Sementara itu, ratusan pasukan bergodo
juga tampak mengamankan jalannya kegiatan, mulai dari awal hingga akhir
acara.
Walikota Magelang, Sigit Widyonindito
mengatakan, gerebeg gethuk merupakan tradisi yang tiap tahun dilaksanakan dalam
memperingati hari jadi.
"Seperti tahun ini, gerebeg gethuk
masuk dalam rangkaian pokok kegiatan.

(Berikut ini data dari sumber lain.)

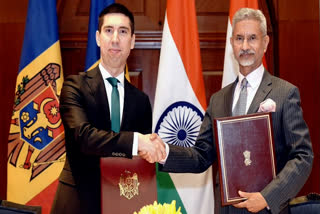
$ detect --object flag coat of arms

Ada dua gunungan, kakung putri yang
digerebeg," ujarnya, di sela kegiatan, Minggu (15/4).
Sigit mengatakan, gethuk dan palawija
selalu menjadi bahan pokok yang dikirab dan digrebeg karena memiliki filosofi
tersendiri.
"Filosofinya karena keduanya adalah
lambang kesejahteraan masyarakat Magelang. Dan palawija ini adalah lambang
hasil bumi dimana Magelang dulunya adalah tanah yang memang subur dan
bagus," terangnya.
Pada peringatan hari jadi tahun ini,
lanjut Sigit, partisipasi dan keterlibatan masyarakat semakin tinggi dan luar
biasa.
"Harapan kami, rakyat dapat
memaknai hari jadi ini sebagai hari perenungan, introspeksi. Dan semoga ke
depan, Kota Magelang semakin maju, rakyat sejahtera dan semakin nyaman,"
katanya.
Sementara itu, selain gerebeg gethuk,
puncak hari jadi juga diramaikan dengan pentas sendratari babat tanah Mantyasih
yang terinspirasi cerita sejarah dari Prasasti Poh dan Matyasih tentang asal
usul berdirinya Kota Magelang. Kedua prasasti tersebut menceritakan tentang
Raja Dyah Balitung yang memerintah Kerajaan Mataram Kuno yang menetapkan Kota
Magelang sebagai sebuah daerah merdeka atau perdikan 'Mantyasih'.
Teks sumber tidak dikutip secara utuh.